Eekhoorn, de acrobaat in de bomen.
De eekhoorn wordt ook wel vaak gewone- of rode eekhoorn genoemd. De Latijnse naam is Sciurius vulgaris en betekent ‘Schaduwstaart’. Dit vanwege de karakteristieke zithouding, de staart over de rug.
Het is een boombewoner die, de titel zegt het al, als een acrobaat door de bomen rent en springt. De eekhoorn is net als bevers, hamster en muizen een knaagdier. Het is zoals gezegd een boombewoner maar ook op de bosbodem is hij goed thuis.

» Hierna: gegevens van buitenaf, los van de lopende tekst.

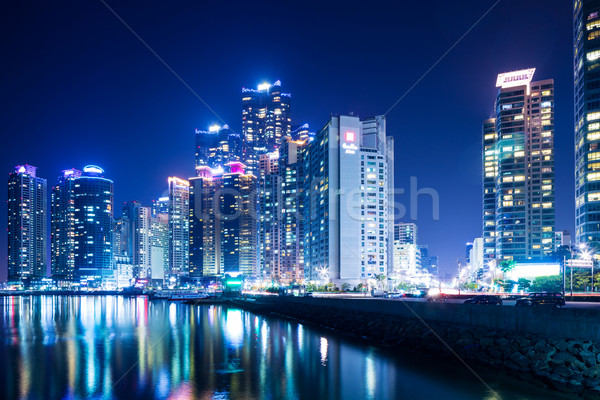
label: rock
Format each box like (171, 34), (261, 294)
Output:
(550, 351), (585, 370)
(579, 350), (598, 367)
(583, 365), (600, 378)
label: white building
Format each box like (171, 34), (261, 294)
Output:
(304, 116), (393, 285)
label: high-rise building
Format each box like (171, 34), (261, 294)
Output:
(482, 118), (498, 260)
(152, 196), (169, 216)
(258, 151), (282, 282)
(189, 167), (222, 280)
(483, 68), (555, 260)
(150, 213), (169, 286)
(218, 162), (258, 276)
(189, 162), (259, 277)
(394, 222), (417, 245)
(72, 165), (114, 286)
(123, 201), (152, 279)
(166, 177), (190, 283)
(576, 0), (600, 243)
(50, 169), (82, 286)
(242, 81), (292, 176)
(8, 165), (48, 284)
(303, 116), (393, 285)
(388, 240), (421, 283)
(196, 125), (243, 168)
(554, 231), (571, 251)
(279, 137), (304, 283)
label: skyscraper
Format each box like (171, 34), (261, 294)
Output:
(242, 81), (292, 176)
(394, 222), (418, 245)
(218, 162), (258, 276)
(482, 118), (498, 261)
(196, 125), (243, 168)
(8, 165), (48, 284)
(50, 169), (82, 286)
(303, 116), (393, 285)
(483, 68), (555, 260)
(573, 0), (600, 243)
(72, 165), (114, 286)
(278, 137), (304, 283)
(123, 201), (152, 279)
(168, 177), (190, 282)
(258, 151), (281, 281)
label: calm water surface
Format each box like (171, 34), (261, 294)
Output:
(0, 296), (568, 400)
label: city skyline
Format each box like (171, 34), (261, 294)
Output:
(0, 0), (574, 278)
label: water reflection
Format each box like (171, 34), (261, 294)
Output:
(0, 296), (564, 400)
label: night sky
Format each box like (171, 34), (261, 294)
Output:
(0, 0), (574, 280)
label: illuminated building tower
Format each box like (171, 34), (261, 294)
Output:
(394, 222), (417, 245)
(196, 125), (242, 168)
(217, 162), (258, 276)
(71, 165), (114, 286)
(278, 136), (309, 284)
(150, 213), (169, 286)
(290, 124), (315, 144)
(482, 118), (498, 261)
(189, 167), (221, 280)
(304, 116), (393, 285)
(573, 0), (600, 243)
(167, 177), (190, 283)
(483, 68), (555, 260)
(258, 152), (281, 282)
(152, 196), (169, 217)
(123, 201), (152, 279)
(8, 165), (48, 284)
(50, 169), (82, 286)
(242, 81), (292, 176)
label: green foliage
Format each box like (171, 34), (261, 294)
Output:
(530, 275), (562, 292)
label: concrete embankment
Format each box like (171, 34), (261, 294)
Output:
(223, 297), (600, 398)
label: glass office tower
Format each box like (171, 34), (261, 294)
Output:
(7, 165), (48, 284)
(242, 81), (292, 176)
(573, 0), (600, 243)
(72, 165), (114, 286)
(483, 68), (555, 260)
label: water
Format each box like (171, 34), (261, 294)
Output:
(0, 296), (568, 400)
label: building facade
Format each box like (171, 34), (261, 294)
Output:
(483, 68), (555, 260)
(7, 165), (48, 284)
(242, 81), (292, 176)
(196, 125), (243, 168)
(573, 0), (600, 243)
(258, 151), (282, 282)
(304, 116), (393, 285)
(67, 165), (114, 287)
(165, 177), (190, 283)
(123, 201), (152, 279)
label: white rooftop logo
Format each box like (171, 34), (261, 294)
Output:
(496, 68), (535, 89)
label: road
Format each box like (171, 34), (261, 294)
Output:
(313, 293), (600, 310)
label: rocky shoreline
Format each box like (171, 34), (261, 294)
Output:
(218, 300), (600, 399)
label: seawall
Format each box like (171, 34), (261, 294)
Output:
(224, 297), (600, 399)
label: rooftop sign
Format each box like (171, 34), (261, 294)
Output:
(496, 68), (535, 89)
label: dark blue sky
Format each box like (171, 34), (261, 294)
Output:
(0, 0), (574, 279)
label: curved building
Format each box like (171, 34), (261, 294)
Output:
(72, 165), (113, 286)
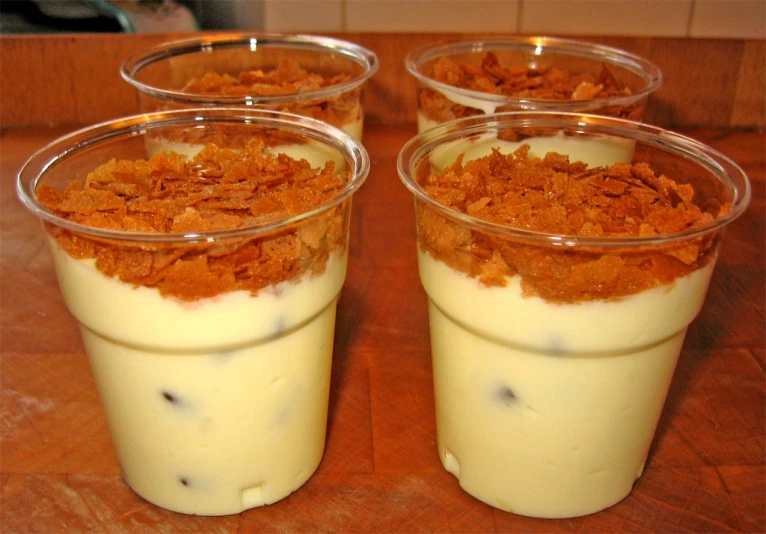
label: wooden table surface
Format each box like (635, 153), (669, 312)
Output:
(0, 126), (766, 533)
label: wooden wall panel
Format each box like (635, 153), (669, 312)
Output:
(0, 33), (766, 128)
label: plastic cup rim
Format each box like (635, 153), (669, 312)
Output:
(120, 32), (379, 107)
(405, 36), (663, 112)
(397, 111), (751, 248)
(16, 108), (370, 245)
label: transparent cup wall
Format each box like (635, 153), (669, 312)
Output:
(399, 113), (749, 517)
(121, 34), (378, 140)
(19, 110), (369, 515)
(406, 37), (662, 132)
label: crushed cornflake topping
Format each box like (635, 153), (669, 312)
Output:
(37, 139), (348, 301)
(418, 144), (729, 302)
(181, 58), (362, 127)
(419, 52), (643, 122)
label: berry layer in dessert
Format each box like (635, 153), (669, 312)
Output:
(36, 137), (350, 515)
(416, 144), (728, 517)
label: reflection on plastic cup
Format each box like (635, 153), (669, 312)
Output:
(18, 109), (369, 515)
(120, 33), (378, 140)
(405, 36), (662, 132)
(398, 112), (750, 517)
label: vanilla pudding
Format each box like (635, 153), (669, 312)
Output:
(19, 109), (369, 516)
(146, 120), (362, 169)
(418, 250), (713, 517)
(397, 112), (749, 518)
(431, 132), (635, 172)
(51, 241), (346, 515)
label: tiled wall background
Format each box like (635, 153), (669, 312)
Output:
(196, 0), (766, 39)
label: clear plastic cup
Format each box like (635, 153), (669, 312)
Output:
(398, 112), (750, 518)
(405, 36), (662, 132)
(120, 33), (378, 140)
(17, 109), (369, 515)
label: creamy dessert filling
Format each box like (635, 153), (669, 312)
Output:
(416, 144), (728, 517)
(37, 139), (350, 515)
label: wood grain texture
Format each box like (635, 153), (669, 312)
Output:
(0, 33), (766, 128)
(0, 125), (766, 534)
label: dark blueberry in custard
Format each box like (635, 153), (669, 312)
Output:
(497, 386), (517, 406)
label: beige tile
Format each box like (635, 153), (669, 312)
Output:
(520, 0), (692, 37)
(345, 0), (520, 33)
(689, 0), (766, 39)
(268, 0), (344, 32)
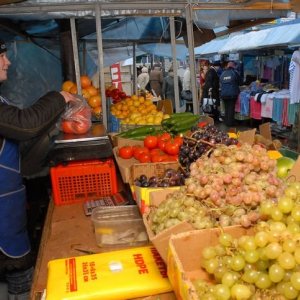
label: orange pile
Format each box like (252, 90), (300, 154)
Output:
(62, 75), (102, 118)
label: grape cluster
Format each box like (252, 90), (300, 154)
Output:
(193, 182), (300, 300)
(134, 169), (185, 187)
(179, 124), (238, 174)
(185, 144), (284, 227)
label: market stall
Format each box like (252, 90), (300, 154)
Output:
(0, 1), (295, 300)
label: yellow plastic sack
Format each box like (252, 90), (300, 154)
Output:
(46, 246), (172, 300)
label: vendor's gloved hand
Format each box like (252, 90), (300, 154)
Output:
(60, 91), (77, 103)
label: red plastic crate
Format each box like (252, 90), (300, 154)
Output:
(50, 159), (117, 205)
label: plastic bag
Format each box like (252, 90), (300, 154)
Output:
(60, 97), (92, 134)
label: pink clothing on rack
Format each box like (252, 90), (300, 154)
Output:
(250, 96), (261, 120)
(261, 97), (273, 119)
(234, 95), (241, 112)
(282, 98), (290, 126)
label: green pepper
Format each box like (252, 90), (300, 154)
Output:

Wat zijn de kenmerken van de eekhoorn
Waar vinden wij de eekhoorn
In grote delen van Nederland komt de eekhoorn voor. Voor 1970 brak er een virusziekte uit waardoor de eekhoorn in hee het land zeldzaam werd. Na 1970 is het aantal enigszins hersteld. Ze komen voor in loofbos, gemengd bos en naaldbos, maar ook in tuinen en parken. De laatste twee zijn vooral interessant als er voldoende voedsel te vinden is. Het bos of park heeft bomen die zeker ouder zijn dan 20 jaar omdat daar meer voedsel maar ook nestgelegenheid is. Eekhoorns bouwen hoog in de bomen nesten, minimaal 5 meter van de grond. Deze zijn in de winter, als de bomen kaal zijn goed te zien. Een nest is bolvormig en zo groot als een voetbal. Het nest wordt bekleed met zacht materiaal, mos, gras en soms wol. Ze kunnen goed springen en bewegen en klimmen behendig tussen takken van bomen. Een eekhoorn daalt altijd met zijn kop naar beneden van een boomstam af. De staart dient als evenwichtsorgaan bij alle acrobatische toeren die de eekhoorn uithaalt. Eekhoorns kunnen uitstekend zwemmen.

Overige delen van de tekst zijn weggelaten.